Expert: "Toilet to Tap" Process Would Greatly Improve San Angelo's Water Quality

 

This week, the San Angelo City Council heard the results of the reclaimed water study, and what would be the best option for the city as far as an alternative water source.

Ellen McDonald, a professional engineer for Alan Plummer Associates, Inc., was hired to complete a yearlong study focusing on finding an alternative water source. She concluded that the city’s best resource would be direct potable reuse (DPR), also known as 'toilet-to-tap.'

DPR enlists the help of reclaimed water that is piped directly from a wastewater treatment facility to a drinking water treatment and distribution center. In San Angelo, this would combine three different water sources, O.H. Ivie, Hickory Aquifer, with the wastewater.

According to Tymn Combest, Water Quality Supervisor for the city, the reverse osmosis (RO) system required to filter the impurities out of the sewer water would make the public water supply up to 85 percent better than it is now.

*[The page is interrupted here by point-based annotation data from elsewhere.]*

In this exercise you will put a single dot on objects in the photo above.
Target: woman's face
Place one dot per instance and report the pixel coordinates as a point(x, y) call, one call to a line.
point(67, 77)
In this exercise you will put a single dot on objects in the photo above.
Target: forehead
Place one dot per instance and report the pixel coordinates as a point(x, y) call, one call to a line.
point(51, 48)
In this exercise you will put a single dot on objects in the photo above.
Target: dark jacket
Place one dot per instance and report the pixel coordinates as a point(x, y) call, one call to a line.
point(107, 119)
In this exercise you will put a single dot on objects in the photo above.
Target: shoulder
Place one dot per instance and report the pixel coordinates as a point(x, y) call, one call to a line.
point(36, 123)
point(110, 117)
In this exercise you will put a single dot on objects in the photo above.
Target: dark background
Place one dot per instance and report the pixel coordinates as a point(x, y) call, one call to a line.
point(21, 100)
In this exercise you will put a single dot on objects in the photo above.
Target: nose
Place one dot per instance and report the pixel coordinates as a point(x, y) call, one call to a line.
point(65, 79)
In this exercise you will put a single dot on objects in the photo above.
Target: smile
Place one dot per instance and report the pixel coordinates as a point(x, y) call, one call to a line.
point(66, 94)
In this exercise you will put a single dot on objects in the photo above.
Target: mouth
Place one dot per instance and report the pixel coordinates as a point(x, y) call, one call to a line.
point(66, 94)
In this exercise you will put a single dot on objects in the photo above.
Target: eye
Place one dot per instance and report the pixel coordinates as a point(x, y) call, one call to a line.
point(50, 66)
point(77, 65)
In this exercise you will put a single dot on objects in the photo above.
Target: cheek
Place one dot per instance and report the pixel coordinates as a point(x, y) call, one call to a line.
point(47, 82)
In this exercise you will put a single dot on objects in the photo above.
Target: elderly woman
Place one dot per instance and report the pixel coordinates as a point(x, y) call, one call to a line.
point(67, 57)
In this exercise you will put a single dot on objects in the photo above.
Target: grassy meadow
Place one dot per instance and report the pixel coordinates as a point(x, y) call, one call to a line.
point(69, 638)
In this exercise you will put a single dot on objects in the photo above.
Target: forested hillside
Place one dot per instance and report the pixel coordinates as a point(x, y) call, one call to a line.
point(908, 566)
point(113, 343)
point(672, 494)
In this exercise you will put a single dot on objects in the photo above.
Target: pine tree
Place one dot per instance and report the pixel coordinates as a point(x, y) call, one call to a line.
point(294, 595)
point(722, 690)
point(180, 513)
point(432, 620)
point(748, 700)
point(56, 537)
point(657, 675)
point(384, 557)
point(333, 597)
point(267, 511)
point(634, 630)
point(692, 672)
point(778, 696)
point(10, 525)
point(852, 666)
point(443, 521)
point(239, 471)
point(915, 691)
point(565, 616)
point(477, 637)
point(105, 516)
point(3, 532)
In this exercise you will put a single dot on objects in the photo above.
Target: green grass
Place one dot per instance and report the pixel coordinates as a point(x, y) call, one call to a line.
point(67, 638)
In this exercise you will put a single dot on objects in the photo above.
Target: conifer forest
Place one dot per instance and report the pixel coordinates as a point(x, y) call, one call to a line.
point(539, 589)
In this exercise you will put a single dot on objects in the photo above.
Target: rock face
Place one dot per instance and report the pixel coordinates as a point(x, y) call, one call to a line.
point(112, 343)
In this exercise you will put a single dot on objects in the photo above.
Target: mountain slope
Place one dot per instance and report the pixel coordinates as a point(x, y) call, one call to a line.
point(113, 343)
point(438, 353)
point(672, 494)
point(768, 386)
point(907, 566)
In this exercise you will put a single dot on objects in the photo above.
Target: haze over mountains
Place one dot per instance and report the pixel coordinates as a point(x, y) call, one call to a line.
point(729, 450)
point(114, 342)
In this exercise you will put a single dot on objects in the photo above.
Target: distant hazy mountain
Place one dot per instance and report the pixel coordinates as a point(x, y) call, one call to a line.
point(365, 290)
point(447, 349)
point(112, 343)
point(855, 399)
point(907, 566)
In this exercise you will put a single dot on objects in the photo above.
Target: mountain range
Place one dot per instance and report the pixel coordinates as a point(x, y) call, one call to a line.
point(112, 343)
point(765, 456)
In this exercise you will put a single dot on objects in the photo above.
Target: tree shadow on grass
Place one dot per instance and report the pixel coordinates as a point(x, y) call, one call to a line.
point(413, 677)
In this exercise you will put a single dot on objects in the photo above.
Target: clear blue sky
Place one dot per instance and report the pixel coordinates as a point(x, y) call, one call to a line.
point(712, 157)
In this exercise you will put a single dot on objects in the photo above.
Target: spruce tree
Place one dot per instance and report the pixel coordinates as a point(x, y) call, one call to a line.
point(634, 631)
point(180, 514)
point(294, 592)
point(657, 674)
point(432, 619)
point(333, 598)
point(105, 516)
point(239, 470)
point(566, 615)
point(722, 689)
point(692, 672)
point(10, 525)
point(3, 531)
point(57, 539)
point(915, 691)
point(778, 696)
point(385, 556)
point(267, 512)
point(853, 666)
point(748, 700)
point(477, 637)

(Clarification June 22: The reverse osmosis system would remove up to 85 percent of the minerals from reclaimed water. According to Combest, in reality the final blend at best could make our water 50 percent lower in minerals if the city runs the RO system at full capacity.)

At the wastewater treatment plant there is a high amount of pharmaceuticals and other chemicals present when the water comes into the plant, which was one concern mentioned at the council meeting.

“RO is a membrane that will trap chemicals like sodium, calcium and magnesium, which are very small atoms,” Combest said.  “Those membranes in a RO system are so fine they will remove all of those tiny atoms. Pharmaceuticals like methamphetamines are big molecules, if the membrane will filter out a little bitty sodium atom, a big molecule is easy to take out, and all pharmaceuticals are big molecules.”

Combest said it was comparable to throwing a stick into the RO system, the membranes would not allow it to pass, filtering out all potential contaminates.

“The sewer plant alone probably removes 90 percent of pharmaceuticals and other contaminants by its own process,” Combest said. “When you take that water and run it through the RO system, it knocks that down to almost nothing. Personally, it wouldn’t bother me to use that water as long as I know it’s been treated properly. Water is just water; you just have to get the impurities out. The system that we are looking at putting in out there has so many safeguards the people in the city will notice a difference in taste, smell and feel.”

 If you took a big glass of the Hickory Aquifer and O.H. Ivie surface water (San Angelo’s water now) and you evaporated all of it off until it was dry, you would have a salty looking residue at the bottom of the glass called 'total dissolved solids' or TDS, Combest explained.

The proposed reclaimed wastewater RO system will remove all of those impurities, making dishes and laundry cleaner while leaving plumbing pipes and drains free of buildup. Combest added that it would also greatly improve the taste of our water. So much so, restaurants probably won’t even need to have their own RO unit anymore, because that water will make the water that much better.

(Clarification June 22: As far as restaurants not having to use an RO system and plumbing pipes and drains being free of clogs, this has the possibility of becoming a reality if the city ends up installing the system.)

For citizens that are concerned about health risks associated with wastewater reuse. Combest says that it’s an everyday routine to check the water quality in town. The water quality lab runs tests on San Angelo’s water supply from many different sample stations four or five times daily.

(Clarification June 22: The water quality testing lab has over 100 sampling stations; samples are taken daily from four or five of these sampling stations and tested, not four or five from each of the 100-something stations.)

It was decided by the council Tuesday unanimously to give Bill Riley, the city water utilities director, the authority to enter negotiations between the city and contractor for the final costs of the pilot testing portion of a multi-phase plan to reuse wastewater and bring those plans back to council in July. Riley will also have answers about funding the project at that time.